The Wilhelm-Klauditz Award, a German award that recognises outstanding scientific or application-oriented work in the area of wood research and environmental protection, is given to Dr Torben Marhenke, a researcher from Fagus Grecon, for his development of a new non-destructive test procedure that recognises defects in wood with a diameter starting at 1mm. Fagus Grecon is a Germany-based company, specialised in fire protection systems, measuring equipment and inspection systems for many types of industries, including the wood-based panels industry.

In spite of extensive use of wood materials in construction, engineering knowledge on the measuring-technical determination of mechanical wood parameters has been lacking so far. Where isotropic materials such as metals can make do with two parameters, wood materials require nine of them for clear description of their mechanical material behaviour. The measuring methods developed by Marhenke in the scope of his research will permit non-destructive determination of all nine required parameters and even right in the production process in future.

Increased use of, for example, wood panels in construction makes recognition of even the smallest delaminations essential, as they may grow into cracks or allow moisture to enter the material. The new inspection method makes it possible to utilise the entire application potential of wood materials in construction. Production issues can be recognised early on, and countermeasures can be taken quickly, reducing rejects and warranting the corresponding qualities in spite of growing requirements.

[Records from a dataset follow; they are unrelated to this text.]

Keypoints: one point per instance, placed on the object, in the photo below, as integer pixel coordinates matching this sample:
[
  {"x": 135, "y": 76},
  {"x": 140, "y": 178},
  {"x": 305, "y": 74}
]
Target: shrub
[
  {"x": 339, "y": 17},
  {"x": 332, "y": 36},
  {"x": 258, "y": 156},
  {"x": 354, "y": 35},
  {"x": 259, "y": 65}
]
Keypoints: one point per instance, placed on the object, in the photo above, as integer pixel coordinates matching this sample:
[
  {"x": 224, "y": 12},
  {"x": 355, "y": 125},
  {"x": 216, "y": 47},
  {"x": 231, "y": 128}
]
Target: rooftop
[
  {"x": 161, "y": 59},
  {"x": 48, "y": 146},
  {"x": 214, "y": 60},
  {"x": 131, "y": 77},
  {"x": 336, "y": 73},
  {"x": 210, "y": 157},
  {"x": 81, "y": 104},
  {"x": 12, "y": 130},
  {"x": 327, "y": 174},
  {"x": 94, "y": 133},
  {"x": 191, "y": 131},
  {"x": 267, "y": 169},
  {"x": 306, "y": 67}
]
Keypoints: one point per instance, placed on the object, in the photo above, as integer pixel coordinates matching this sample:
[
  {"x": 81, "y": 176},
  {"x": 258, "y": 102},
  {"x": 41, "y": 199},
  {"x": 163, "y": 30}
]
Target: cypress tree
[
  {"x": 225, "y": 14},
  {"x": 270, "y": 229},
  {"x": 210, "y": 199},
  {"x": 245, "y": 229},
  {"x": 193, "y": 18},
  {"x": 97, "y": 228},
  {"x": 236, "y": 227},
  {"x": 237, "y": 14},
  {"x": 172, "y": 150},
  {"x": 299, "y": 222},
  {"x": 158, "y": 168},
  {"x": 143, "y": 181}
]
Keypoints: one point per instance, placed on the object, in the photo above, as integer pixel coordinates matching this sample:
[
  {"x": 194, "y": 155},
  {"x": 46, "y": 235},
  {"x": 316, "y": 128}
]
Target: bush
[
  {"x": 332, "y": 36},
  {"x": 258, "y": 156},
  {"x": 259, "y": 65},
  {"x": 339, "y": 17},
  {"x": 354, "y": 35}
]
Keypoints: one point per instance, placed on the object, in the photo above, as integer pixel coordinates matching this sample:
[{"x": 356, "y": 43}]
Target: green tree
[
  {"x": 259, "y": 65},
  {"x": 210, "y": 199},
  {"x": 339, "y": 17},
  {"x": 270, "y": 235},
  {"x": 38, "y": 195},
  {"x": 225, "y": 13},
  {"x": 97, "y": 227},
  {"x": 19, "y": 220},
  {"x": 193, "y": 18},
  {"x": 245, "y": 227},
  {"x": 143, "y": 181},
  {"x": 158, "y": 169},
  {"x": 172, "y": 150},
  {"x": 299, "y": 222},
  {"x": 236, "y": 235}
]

The inspection method by Marhenke is a further development of the air-coupled ultrasound procedure (ACU). Using this procedure does not require any coupling medium between the sonic head and specimen, though use in production usually requires a minimum distance between the sample and the sonic heads in order to avoid contamination of or damage to the sonic heads.

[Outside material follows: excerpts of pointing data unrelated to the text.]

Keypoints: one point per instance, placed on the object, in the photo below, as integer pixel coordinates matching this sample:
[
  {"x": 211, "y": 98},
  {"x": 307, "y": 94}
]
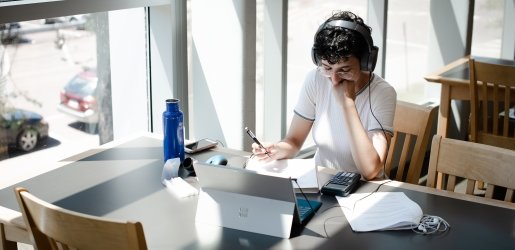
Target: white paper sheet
[
  {"x": 380, "y": 211},
  {"x": 303, "y": 170}
]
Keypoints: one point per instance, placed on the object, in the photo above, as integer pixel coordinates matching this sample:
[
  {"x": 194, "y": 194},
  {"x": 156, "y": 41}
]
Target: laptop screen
[{"x": 245, "y": 200}]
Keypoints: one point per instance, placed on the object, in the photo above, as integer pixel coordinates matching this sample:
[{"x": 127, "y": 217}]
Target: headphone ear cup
[{"x": 373, "y": 58}]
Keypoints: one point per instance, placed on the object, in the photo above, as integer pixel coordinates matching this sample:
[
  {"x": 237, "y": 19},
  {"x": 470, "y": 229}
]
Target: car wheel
[{"x": 28, "y": 139}]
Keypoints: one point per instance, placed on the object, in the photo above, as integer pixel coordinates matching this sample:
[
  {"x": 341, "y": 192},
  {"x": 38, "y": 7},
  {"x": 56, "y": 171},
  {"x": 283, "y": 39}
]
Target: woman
[{"x": 347, "y": 107}]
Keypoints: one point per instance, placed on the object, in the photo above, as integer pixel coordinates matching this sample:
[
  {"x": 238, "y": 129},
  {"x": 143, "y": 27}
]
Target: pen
[{"x": 249, "y": 132}]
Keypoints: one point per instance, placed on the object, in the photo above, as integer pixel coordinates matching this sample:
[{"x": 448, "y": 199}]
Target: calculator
[{"x": 341, "y": 184}]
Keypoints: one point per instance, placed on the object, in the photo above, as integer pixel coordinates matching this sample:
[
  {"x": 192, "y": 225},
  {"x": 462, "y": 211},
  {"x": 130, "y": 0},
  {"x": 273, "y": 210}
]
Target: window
[
  {"x": 407, "y": 48},
  {"x": 92, "y": 63},
  {"x": 487, "y": 28}
]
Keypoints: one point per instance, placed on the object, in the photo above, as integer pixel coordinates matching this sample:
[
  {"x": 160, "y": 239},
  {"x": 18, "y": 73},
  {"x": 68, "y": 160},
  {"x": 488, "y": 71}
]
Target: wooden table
[
  {"x": 455, "y": 82},
  {"x": 122, "y": 180}
]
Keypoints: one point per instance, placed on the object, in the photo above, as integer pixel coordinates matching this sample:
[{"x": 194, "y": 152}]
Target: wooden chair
[
  {"x": 12, "y": 229},
  {"x": 491, "y": 87},
  {"x": 473, "y": 161},
  {"x": 53, "y": 227},
  {"x": 412, "y": 123}
]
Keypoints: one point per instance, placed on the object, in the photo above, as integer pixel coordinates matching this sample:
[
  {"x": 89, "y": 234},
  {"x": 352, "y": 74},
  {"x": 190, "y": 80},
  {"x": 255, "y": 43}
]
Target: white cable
[{"x": 430, "y": 224}]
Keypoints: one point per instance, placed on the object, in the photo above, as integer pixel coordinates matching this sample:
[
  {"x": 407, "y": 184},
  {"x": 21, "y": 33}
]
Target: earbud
[
  {"x": 422, "y": 228},
  {"x": 434, "y": 221}
]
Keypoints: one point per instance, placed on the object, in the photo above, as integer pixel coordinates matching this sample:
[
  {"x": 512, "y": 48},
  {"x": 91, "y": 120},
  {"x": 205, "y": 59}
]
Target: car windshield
[{"x": 82, "y": 85}]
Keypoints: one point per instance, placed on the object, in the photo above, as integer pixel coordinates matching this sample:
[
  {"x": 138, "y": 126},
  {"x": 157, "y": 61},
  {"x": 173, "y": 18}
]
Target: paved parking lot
[{"x": 38, "y": 71}]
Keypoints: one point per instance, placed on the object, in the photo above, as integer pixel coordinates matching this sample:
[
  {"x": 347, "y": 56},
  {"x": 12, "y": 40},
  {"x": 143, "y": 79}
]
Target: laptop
[{"x": 244, "y": 200}]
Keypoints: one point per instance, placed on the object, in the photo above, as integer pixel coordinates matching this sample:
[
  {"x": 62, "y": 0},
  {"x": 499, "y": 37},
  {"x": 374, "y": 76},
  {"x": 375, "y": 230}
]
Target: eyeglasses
[{"x": 329, "y": 73}]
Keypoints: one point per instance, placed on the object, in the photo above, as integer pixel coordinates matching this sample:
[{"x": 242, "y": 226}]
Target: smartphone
[{"x": 199, "y": 145}]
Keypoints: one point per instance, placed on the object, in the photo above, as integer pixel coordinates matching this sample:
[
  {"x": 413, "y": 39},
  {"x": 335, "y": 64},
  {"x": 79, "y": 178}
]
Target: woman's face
[{"x": 346, "y": 70}]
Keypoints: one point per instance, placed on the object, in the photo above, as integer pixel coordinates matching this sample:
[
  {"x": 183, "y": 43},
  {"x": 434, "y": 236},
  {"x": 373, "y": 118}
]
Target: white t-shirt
[{"x": 317, "y": 103}]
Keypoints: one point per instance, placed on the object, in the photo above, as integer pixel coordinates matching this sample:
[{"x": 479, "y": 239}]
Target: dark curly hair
[{"x": 334, "y": 44}]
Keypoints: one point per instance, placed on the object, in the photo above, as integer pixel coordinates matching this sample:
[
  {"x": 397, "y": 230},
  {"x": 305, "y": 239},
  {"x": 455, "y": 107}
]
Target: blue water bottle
[{"x": 173, "y": 143}]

The shaft bend causes the image to blur increasingly as the distance grows, negatively affecting in particular thicker composites, such as wood panels. According to Fagus Grecon, while this procedure used to be able to only recognise defects starting at a size of 25mm x 25mm, the measuring process expansion developed by Marhenke will be able to recognise defects with a diameter from 1mm onwards in the future. In addition to strict error recognition, the procedure can even determine the precise position of the defect, permitting conclusions regarding its cause.